Execute one timestep of the RNN, which may correspond to several internal steps.

Parameters
  • inputs

    Tensor containing input features.

    Shape: (batch, input_size)

  • hidden

    Initial hidden value for the wrapped cell. If not provided, relies on the wrapped cell to provide its own initial value.

    Shape: (batch, hidden_size)

Returns

  • next_hiddens (torch.Tensor) – The hidden state for this timestep.

    Shape: (batch, hidden_size)

  • ponder_cost (torch.Tensor) – The ponder cost for this timestep.

    Shape: () (scalar)

  • ponder_steps (torch.Tensor) – The number of ponder steps each element in the batch took.

    Shape: (batch)

Add adaptive computation time to an RNNCell

class models.AdaptiveCellWrapper(cell: torch.nn.modules.rnn.RNNCellBase, time_penalty: float, initial_halting_bias: float = - 1.0, ponder_epsilon: float = 0.01, time_limit: int = 100)

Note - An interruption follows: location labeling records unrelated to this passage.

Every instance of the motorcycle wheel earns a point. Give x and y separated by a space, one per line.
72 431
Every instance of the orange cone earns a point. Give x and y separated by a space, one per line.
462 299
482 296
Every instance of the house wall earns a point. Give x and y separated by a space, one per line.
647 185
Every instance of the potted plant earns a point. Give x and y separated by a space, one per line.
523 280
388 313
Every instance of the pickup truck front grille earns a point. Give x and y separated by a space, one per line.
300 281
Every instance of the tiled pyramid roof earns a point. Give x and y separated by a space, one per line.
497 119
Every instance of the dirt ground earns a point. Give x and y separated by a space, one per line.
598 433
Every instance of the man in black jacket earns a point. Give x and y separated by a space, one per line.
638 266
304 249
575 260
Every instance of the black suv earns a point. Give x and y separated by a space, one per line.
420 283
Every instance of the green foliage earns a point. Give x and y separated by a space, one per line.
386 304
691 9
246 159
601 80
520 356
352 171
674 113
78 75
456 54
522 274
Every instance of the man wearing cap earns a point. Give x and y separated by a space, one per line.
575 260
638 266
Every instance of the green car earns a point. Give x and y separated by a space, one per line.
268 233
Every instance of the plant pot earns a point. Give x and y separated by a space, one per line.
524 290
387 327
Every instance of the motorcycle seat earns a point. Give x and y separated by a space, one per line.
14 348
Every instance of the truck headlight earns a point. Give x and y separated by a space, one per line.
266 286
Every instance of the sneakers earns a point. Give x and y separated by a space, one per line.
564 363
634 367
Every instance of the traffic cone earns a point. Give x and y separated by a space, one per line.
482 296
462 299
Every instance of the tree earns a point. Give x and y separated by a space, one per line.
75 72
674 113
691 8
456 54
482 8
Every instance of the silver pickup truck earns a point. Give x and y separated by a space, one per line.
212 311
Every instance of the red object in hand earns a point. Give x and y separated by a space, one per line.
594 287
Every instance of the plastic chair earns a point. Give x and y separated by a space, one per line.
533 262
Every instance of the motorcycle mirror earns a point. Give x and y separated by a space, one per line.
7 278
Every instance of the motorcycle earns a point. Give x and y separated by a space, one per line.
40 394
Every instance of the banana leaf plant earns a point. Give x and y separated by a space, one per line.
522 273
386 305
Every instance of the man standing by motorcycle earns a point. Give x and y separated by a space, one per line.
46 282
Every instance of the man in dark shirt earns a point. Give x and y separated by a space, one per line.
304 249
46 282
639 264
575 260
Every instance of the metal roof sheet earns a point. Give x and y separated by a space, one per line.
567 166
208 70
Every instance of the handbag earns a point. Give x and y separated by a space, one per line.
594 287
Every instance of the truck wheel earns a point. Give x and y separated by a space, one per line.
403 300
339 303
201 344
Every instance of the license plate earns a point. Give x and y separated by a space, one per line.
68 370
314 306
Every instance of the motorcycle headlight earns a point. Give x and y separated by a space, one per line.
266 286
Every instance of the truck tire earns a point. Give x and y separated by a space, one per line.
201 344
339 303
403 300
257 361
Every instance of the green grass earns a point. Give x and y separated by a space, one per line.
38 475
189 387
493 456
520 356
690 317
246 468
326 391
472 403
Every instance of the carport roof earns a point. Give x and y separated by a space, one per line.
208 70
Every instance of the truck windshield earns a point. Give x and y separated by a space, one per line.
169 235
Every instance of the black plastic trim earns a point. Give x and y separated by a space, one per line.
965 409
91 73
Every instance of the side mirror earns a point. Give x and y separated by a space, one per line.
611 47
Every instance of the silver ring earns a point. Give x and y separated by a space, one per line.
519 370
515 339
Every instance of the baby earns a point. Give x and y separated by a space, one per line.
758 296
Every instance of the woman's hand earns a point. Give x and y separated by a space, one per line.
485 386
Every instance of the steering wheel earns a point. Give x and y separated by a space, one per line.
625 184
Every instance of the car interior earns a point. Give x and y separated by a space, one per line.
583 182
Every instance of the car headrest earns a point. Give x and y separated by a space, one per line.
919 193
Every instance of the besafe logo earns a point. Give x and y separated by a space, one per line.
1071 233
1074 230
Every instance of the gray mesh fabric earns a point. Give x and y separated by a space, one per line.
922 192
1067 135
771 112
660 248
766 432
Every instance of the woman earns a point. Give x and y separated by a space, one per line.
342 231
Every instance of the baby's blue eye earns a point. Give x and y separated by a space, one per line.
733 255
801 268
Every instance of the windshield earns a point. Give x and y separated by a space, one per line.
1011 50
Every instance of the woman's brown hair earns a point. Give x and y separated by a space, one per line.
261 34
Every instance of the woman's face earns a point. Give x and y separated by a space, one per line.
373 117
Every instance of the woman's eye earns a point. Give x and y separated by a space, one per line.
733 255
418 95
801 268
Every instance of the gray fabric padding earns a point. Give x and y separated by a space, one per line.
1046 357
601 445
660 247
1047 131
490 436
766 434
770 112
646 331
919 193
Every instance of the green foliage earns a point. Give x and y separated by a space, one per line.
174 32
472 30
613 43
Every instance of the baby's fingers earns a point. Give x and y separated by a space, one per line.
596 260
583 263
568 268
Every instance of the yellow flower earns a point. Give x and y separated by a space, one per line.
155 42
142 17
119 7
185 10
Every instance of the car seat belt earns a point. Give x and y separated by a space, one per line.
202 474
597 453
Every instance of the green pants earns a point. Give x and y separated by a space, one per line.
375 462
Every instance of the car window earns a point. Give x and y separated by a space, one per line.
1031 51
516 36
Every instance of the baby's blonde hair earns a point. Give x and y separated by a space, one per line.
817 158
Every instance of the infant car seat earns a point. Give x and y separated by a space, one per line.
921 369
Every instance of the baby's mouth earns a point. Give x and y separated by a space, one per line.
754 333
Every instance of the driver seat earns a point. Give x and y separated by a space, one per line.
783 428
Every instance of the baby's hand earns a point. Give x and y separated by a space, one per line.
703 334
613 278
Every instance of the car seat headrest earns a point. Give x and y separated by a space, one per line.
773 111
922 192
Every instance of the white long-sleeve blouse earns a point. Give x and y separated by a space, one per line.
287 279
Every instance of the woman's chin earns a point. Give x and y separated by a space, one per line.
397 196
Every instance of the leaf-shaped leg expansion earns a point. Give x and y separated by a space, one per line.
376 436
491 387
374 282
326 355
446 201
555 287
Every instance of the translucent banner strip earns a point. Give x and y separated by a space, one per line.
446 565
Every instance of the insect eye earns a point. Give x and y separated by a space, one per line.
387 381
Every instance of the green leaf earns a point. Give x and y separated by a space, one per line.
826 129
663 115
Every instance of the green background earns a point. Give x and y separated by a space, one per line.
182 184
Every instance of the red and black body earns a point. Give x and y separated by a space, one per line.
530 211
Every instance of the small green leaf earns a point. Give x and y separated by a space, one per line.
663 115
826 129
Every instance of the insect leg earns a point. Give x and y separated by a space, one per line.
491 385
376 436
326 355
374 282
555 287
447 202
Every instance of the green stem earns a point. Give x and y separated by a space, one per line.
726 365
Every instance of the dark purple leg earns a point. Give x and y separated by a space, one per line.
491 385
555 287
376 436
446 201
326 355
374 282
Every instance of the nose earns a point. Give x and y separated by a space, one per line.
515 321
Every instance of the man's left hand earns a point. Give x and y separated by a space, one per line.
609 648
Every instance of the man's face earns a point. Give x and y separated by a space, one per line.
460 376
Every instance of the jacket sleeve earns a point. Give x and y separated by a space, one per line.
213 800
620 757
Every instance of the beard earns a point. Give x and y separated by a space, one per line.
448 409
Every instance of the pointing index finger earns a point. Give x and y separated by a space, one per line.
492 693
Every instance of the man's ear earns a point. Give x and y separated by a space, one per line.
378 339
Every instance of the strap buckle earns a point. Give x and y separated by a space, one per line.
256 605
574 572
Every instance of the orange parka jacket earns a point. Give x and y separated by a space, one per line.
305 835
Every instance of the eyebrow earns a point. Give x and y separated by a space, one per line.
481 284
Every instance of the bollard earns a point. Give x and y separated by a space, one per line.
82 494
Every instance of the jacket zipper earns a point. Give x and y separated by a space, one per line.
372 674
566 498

Wraps an RNN cell to add adaptive computation time.

Note that the cell will need an input size of 1 plus the desired input size, to allow for the extra first-step flag input.

Parameters
  • cell – The cell to wrap.

  • time_penalty – How heavily to penalize the model for thinking too long. Tau in Graves 2016.

  • initial_halting_bias – Value to initialize the halting unit’s bias to. Recommended to set this to a negative number to prevent long ponder sequences early in training.

  • ponder_epsilon – When the halting values sum to more than 1 - ponder_epsilon, stop computation. Used to enable halting on the first step.

  • time_limit – Hard limit for how many substeps any computation can take. Intended to prevent overly-long computation early-on. M in Graves 2016.

forward(inputs: torch.Tensor, hidden: Optional[torch.Tensor] = None) → Tuple[torch.Tensor, torch.Tensor, torch.Tensor]

Execute one timestep of the RNN, which may correspond to several internal steps.

Parameters
  • inputs

    Tensor containing input features.

    Shape: (batch, input_size)

  • hidden

    Initial hidden value for the wrapped cell. If not provided, relies on the wrapped cell to provide its own initial value.

    Shape: (batch, hidden_size)

Returns

  • next_hiddens (torch.Tensor) – The hidden state for this timestep.

    Shape: (batch, hidden_size)

  • ponder_cost (torch.Tensor) – The ponder cost for this timestep.

    Shape: () (scalar)

  • ponder_steps (torch.Tensor) – The number of ponder steps each element in the batch took.

    Shape: (batch)